CMS will still offer reimbursements to ambulance providers bringing patients to the ED, and patients still have the option to request an ED visit despite the triage recommendation.
This model hinges on effective triage from ambulance providers, the agency emphasized. After coming on the scene of a 911 call, ambulance providers will be in charge of assessing the patient case and triaging that case to the correct course of action – ED transportation, a visit to a low-acuity site, or in-person care.
These first five program participants are already Medicare ambulance providers that operate in 36 states an in the District of Columbia.
CMS also issued a Notice of Funding Opportunity (NOFO) as a part of the program. The NOFO refers to 40 two-year cooperative agreements for state or local governments that have a Primary or Secondary Public Safety Answering Point (PSAP) that answers 911 calls for a certain region. The NOFO will provide funding to put an ambulance triage system into place.
The agency aims to understand whether a PSAP triage system can work in collaboration with the ET3 model, so the NOFO is available to regions where the five ET3 model participants operate.
CMS will issue the NOFO this spring. Also this spring, the agency plans to announce the names of the organizations participating in the ET3 model. The agency plans to notify participants of their acceptance to the program, allowing them time to set up the infrastructure needed to operate on the ET3 model, which will begin this spring.
CMS first unveiled the ET3 model one year ago in partnership with the Center for Medicare and Medicaid Innovation (CMMI). The model has always aimed to offer more diverse medical transportation options for patients, especially those who experience transportation as a social determinant of health.
Limited access to transportation – a problem that afflicted 3.6 million individuals in 2017, according to a report from the American Hospital Association – can have some pretty significant consequences. Patients may opt to go without care, resulting in potentially poor health for the patient and a higher no-show rate for providers.
It can also result in patients superfluously visiting the emergency department, a notoriously expensive place to access care. The patient may call an ambulance when she falls ill, and although she may only need to visit a primary care provider, most ambulances face incentives to drive the patient to the ED. This is the issue CMS is primarily working to address with the ET3 model.

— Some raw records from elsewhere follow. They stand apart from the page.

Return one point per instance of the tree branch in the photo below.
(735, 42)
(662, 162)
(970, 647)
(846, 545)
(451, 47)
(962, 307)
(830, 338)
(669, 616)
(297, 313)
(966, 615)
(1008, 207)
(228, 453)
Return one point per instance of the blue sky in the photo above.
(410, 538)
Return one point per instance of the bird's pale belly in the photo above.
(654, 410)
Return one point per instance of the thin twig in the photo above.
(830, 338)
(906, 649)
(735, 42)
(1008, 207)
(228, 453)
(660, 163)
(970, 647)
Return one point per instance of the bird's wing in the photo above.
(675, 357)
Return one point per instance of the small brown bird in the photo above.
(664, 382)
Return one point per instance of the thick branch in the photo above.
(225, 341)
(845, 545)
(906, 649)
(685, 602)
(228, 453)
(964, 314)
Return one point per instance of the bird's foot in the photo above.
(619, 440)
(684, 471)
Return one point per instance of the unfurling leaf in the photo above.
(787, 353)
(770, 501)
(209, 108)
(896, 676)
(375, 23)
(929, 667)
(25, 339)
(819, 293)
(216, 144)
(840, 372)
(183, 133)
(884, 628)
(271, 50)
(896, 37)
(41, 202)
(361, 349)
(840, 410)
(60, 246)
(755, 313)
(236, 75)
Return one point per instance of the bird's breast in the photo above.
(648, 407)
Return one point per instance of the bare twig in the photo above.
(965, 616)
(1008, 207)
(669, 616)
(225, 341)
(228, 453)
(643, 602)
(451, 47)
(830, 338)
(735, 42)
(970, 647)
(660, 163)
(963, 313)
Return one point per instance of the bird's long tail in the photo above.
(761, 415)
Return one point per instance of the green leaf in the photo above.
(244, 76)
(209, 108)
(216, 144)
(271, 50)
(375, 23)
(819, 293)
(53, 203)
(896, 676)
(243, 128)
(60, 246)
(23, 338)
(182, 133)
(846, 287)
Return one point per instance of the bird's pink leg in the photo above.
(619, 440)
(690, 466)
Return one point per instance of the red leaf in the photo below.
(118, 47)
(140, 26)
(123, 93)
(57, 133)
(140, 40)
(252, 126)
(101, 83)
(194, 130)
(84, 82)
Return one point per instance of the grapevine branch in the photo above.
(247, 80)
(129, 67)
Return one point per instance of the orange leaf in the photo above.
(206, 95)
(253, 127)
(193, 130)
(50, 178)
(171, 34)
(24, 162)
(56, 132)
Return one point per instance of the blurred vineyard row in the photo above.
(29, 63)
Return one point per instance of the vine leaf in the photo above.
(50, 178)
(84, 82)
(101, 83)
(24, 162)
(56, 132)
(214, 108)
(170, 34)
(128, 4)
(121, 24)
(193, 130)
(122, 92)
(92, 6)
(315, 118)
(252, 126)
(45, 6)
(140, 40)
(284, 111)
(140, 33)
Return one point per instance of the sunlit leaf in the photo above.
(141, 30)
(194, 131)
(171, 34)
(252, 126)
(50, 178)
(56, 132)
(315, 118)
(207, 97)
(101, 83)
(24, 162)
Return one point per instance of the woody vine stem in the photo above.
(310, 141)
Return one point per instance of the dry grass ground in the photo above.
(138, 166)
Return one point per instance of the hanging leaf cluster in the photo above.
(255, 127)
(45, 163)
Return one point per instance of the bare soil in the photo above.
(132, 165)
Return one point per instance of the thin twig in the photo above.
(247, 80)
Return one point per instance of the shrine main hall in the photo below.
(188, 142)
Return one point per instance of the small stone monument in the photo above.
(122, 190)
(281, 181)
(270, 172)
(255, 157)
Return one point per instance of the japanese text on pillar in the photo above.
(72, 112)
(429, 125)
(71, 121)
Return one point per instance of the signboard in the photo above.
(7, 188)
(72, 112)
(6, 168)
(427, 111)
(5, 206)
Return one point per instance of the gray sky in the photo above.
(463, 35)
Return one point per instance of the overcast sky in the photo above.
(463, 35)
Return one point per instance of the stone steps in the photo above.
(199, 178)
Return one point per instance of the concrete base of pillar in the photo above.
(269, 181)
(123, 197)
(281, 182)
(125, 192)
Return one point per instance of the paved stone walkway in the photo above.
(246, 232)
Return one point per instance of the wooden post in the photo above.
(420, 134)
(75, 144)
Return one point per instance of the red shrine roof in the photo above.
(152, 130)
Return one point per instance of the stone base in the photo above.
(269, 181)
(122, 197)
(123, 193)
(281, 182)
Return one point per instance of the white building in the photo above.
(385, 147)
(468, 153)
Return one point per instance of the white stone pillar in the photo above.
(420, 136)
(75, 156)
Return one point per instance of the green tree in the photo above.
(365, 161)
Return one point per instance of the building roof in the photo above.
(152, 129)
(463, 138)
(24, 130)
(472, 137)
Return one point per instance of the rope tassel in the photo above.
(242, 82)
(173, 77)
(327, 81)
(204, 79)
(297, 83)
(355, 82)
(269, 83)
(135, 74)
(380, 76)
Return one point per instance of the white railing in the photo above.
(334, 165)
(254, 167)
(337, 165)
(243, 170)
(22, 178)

This is one of the first attempts from Medicare to address medical transportation and adequate care access. Both Medicare and Medicaid programs have long had non-emergency medical transportation systems in place, but those systems were limited and relied on a strong patient-provider relationship that facilitates the patient connecting with an NEMT provider.
This latest program from CMS will make it easier for a patient of any health literacy and self-navigation level to benefit from more judicious healthcare utilization. By granting ambulance providers more flexibility in this area, CMS is making it easier for them to get patients to the right type of care at the right time.